Everyone on OptiBoard has an opinion. I personally like the AO Tri-Matic. 

However, this is a query best made to the optician/technician who is going to be working with your choice every day. Unless you have a Mr. Big Shot business you might consider a good used machine from a reputable reseller. I'm sure that there must be someone out there that willing to drop-off a machine for you to try out.

----------


## lensmanmd

> Prices being equal which In Office Edger would you choose:
> 
> Refurbished Santinelli LEX100 w/Drill attachment & digital blocker 6 month warranty from reputable out of state service company
> 
> Brand new Coburn HPE410 w/ digital blocker 5 year warranty in state service
> 
> Note youtube video is not the seller but similar model for comparison purposes of this post


There are a multitude of opinions here on Optiboard.  The only thing that matters most is the cost to benefit ratio, based on what you finish in house.  If most of what you do is bread and butter, go without the bells and whistles.  If you do custom bevels, eg step, wrap, frame form, Chemistie, etc, then you may want to consider a higher level edger.  But you will need to take a look at your base needs before you jump on the bells and whistles edger.  Along with the niceties, comes hefty consumables costs, no to mention additional calibration headaches.  

Another item to consider is used/refurbished equipment.  They may not have the extended warranties available on new edgers, but the cost ratio is pretty compelling.

----------


## David_Garza

> Another item to consider is used/refurbished equipment.  They may not have the extended warranties available on new edgers, but the cost ratio is pretty compelling.


So that's where I am at, do I want a Refurbed model with additional bells and whistle from a reputable company or a brand new 'basic' in house edger that I am less familiar with.

----------


## lensmanmd

How often are you going to drill?  Will you process wraps?  Do you need custom beveling functions?  What is your current in-house work vs what you outsource due to limitations?  You may only need a refurb base edger based on your mix.

----------


## optical24/7

Hi Dr. David;

 Man, tough choice! I’m strictly Santinelli guy. Tried/had a lot of different edgers. In today’s market, the best. What makes the S deal is the Ice1000 blocker/tracer. Best blocker ever made for in office finishing..Bar none! (IMHO). A 10 year old could crank out lenses with 10 minutes training...Seriously...(my grandson will attest.)

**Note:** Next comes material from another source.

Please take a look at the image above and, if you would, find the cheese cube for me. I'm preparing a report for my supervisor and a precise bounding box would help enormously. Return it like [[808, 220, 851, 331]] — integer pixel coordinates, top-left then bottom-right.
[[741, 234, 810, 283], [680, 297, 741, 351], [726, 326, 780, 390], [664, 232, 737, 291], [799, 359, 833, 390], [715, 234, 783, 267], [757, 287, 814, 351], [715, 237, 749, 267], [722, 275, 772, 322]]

 It traces, has an auto lensometer, aligns block to axis and OC placement, +/- toggle button, shows cutout. With a memory card you can store 1,000’s of frame patterns/individuals POF’s... (it does more..) 

I have a Lex1000 at one of my offices, accurate, a workhorse. Did have to replace the driveshaft after 8 years...That’s the thing with Santinelli’s, VERY expensive to repair. They have such a good product. But their downside is the relatively short warranty out the box new...

Right out the box 5 year warranty is something that could tip the scale though. You want a 5 year plan on a new Santi? ....

It costs about the price of an Elvis style Hawaiian vacation for 2 with the helicopter ride and luau with a whole roasted pig and 12 dancing hula girls and 5 fire twirlers on a private beach with your own private bungalow stocked with Don Perion with a hammock stretched between two fruiting coconut trees where you gaze at the natives roasting the huge Swordfish you caught off the coast of Maui earlier that day when you went deep sea fishing with Kate Upton your captain......




.....Within a hundred bucks or so............

----------